Your Teacher Friends Should Be Your Best Friends
This is a HUGE one, and I hope beginning teachers are listening. Your colleagues, more specifically your teammates, can make or break your happiness and sanity as a teacher, and you have to make a conscious choice to be a friend and a team player. I promise, you will slowly go crazy if you throw yourself too much into your kids and don’t take enough time to build relationships with others. (as I did my first year). Isolating yourself not only hurts you, it hurts your students too. It DOESN’T MATTER if one or more of your teammates have teaching philosophies that directly clash with yours. Every teacher has something positive, personally and professionally, to bring to the table. In fact, the teammates that have differed the most from me have been the ones I’ve learned the MOST from over the years! Take time to have a cup of coffee and laugh with your team Every. Single. Day.
It’s Okay to Leave it at School
Sigh…I’m STILL fighting myself on this one, and truly, until my daughter was born in 2011, I didn’t fully embrace the importance of attempting to leave work at work. For teachers, I know that sometimes it’s impossible to leave it at school or more importantly, let it pile up and then be forced to spend your entire weekend playing catch up. Over the years, I feel that I’ve gotten better and better at managing the small stuff throughout my day, which often means making copies or grading papers with one hand and eating lunch with the other hand. It also means making good use out of every small “window” of productivity during the day. All I know is that it often feels good to leave my laptop at school, or leave my teacher bag in the car stuffed with papers so that I can fix dinner for my family, do puzzles with my daughter, watch The Bachelor with my husband (while simultaneously texting updates to my teacher friends) or snuggle on my baby Beau. My children will only be little for a few years, and I don’t want to look back on these years and think, “Well… my schoolwork was always complete!”

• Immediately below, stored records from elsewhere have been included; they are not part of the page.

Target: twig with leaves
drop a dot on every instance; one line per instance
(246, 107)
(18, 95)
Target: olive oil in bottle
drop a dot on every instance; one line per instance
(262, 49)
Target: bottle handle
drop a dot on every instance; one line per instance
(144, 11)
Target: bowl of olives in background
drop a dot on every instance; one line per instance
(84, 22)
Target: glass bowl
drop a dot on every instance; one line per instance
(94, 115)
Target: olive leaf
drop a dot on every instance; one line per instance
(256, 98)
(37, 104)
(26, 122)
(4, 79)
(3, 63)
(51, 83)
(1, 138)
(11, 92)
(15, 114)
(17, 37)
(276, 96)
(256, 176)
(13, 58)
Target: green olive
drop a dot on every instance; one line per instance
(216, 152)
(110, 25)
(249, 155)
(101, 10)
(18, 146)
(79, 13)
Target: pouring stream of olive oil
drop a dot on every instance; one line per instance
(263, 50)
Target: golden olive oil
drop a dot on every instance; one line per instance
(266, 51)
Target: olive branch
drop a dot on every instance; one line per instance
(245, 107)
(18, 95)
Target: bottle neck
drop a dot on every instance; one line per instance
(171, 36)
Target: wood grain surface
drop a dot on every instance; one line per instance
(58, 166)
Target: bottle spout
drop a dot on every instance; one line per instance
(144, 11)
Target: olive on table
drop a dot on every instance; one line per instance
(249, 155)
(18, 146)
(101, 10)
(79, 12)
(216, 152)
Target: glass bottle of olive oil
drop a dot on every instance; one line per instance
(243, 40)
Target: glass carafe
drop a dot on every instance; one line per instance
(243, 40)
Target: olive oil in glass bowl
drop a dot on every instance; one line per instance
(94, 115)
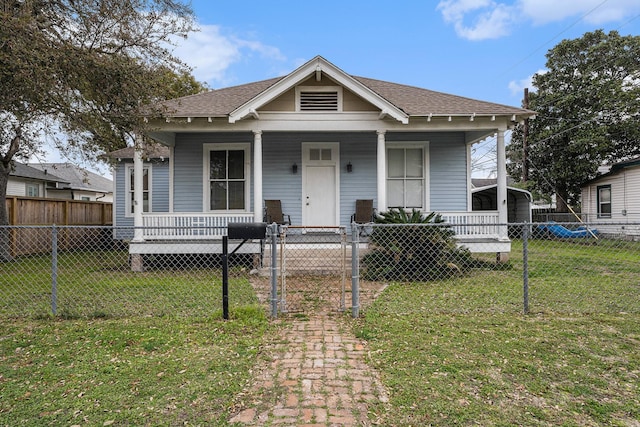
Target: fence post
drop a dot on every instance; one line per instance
(54, 270)
(274, 270)
(525, 266)
(355, 271)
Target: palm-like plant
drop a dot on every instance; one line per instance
(413, 246)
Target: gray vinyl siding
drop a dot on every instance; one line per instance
(281, 150)
(448, 172)
(361, 150)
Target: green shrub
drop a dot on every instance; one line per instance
(413, 247)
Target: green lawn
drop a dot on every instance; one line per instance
(132, 371)
(460, 351)
(151, 348)
(100, 284)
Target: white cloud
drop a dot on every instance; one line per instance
(211, 53)
(488, 19)
(517, 86)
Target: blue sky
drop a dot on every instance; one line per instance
(481, 49)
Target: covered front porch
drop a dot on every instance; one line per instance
(201, 232)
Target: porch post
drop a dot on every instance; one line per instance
(382, 172)
(138, 190)
(257, 176)
(502, 186)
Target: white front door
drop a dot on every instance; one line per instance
(320, 184)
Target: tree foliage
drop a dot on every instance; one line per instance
(80, 72)
(588, 105)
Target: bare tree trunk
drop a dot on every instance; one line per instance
(5, 233)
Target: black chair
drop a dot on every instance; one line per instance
(365, 213)
(273, 213)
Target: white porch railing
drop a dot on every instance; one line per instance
(189, 226)
(474, 224)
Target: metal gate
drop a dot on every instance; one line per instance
(312, 266)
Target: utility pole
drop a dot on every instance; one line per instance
(525, 135)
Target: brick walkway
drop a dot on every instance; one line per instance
(317, 377)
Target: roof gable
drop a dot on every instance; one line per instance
(78, 178)
(317, 68)
(388, 99)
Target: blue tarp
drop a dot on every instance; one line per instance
(558, 230)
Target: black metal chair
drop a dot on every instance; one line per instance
(364, 214)
(273, 213)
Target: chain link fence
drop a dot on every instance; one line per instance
(84, 272)
(551, 268)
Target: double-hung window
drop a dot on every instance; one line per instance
(406, 177)
(146, 190)
(604, 201)
(33, 190)
(227, 180)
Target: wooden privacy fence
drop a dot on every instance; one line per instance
(32, 211)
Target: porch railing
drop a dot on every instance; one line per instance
(189, 226)
(474, 224)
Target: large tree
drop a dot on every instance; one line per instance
(81, 72)
(588, 104)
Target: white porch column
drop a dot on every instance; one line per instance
(382, 172)
(257, 176)
(138, 190)
(502, 186)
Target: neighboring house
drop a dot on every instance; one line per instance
(484, 198)
(317, 139)
(81, 183)
(614, 198)
(25, 181)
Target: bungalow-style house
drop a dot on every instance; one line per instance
(614, 198)
(81, 184)
(25, 181)
(316, 139)
(155, 187)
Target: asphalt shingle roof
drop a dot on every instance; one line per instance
(412, 100)
(78, 178)
(25, 171)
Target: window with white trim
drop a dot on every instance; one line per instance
(227, 177)
(604, 201)
(33, 190)
(146, 189)
(406, 177)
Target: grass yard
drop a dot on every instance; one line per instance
(100, 284)
(136, 371)
(459, 352)
(150, 348)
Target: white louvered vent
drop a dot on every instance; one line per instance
(319, 101)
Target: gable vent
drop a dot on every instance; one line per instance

Bulletin Boards Don’t Matter
There, I said it. 90% of the time, the kids could care less UNLESS that board was constructed completely by them. While I love my darling, bright and bubbly back to school bulletin boards, I spent several years decking out my MASSIVE hallway bulletin board, complete with darling premade cutouts, for every season and holiday, often spending hours after school to make sure it was “just right.” The truth? The only classroom displays that the kids use, notice, and care about are the ones that are completely OWNED by them. This goes for resources too. They’re NEVER going to notice that Parts of Speech poster you bought at Mardel unless it’s used and referred to on a regular basis. Over the years, I learned to save my precious decorating time and instead, put the ownership of the classroom environment into my students’ hands.
It’s Okay to Take it Personally
I honestly can’t remember a single year that I haven’t driven home from school in tears about a difficult school day (often on the phone with my mom) at least once, and some years it seemed much too often. Our shoulders are heavy and expectations are high. Teaching is extremely PERSONAL and taking things personally with your students is a sign that you care as much as you should. We are human and our emotions are a reflection of our passion for children. Give yourself a break and know that, no matter how many years you teach, you will never stop taking things personally!
Never Stop Learning
The day that you stop challenging yourself, learning from others, or trying something new is the day you will lose your passion for teaching. Doing the same thing every single year, with lesson plans photocopied from five years ago, is a fast track to boredom and burnout. If we expect our students to learn and grow each day, it seems only fitting that we learn and grow right along with them. Embrace innovation and share it with your students! You will find yourself feeling more rewarded and accomplished with each new method.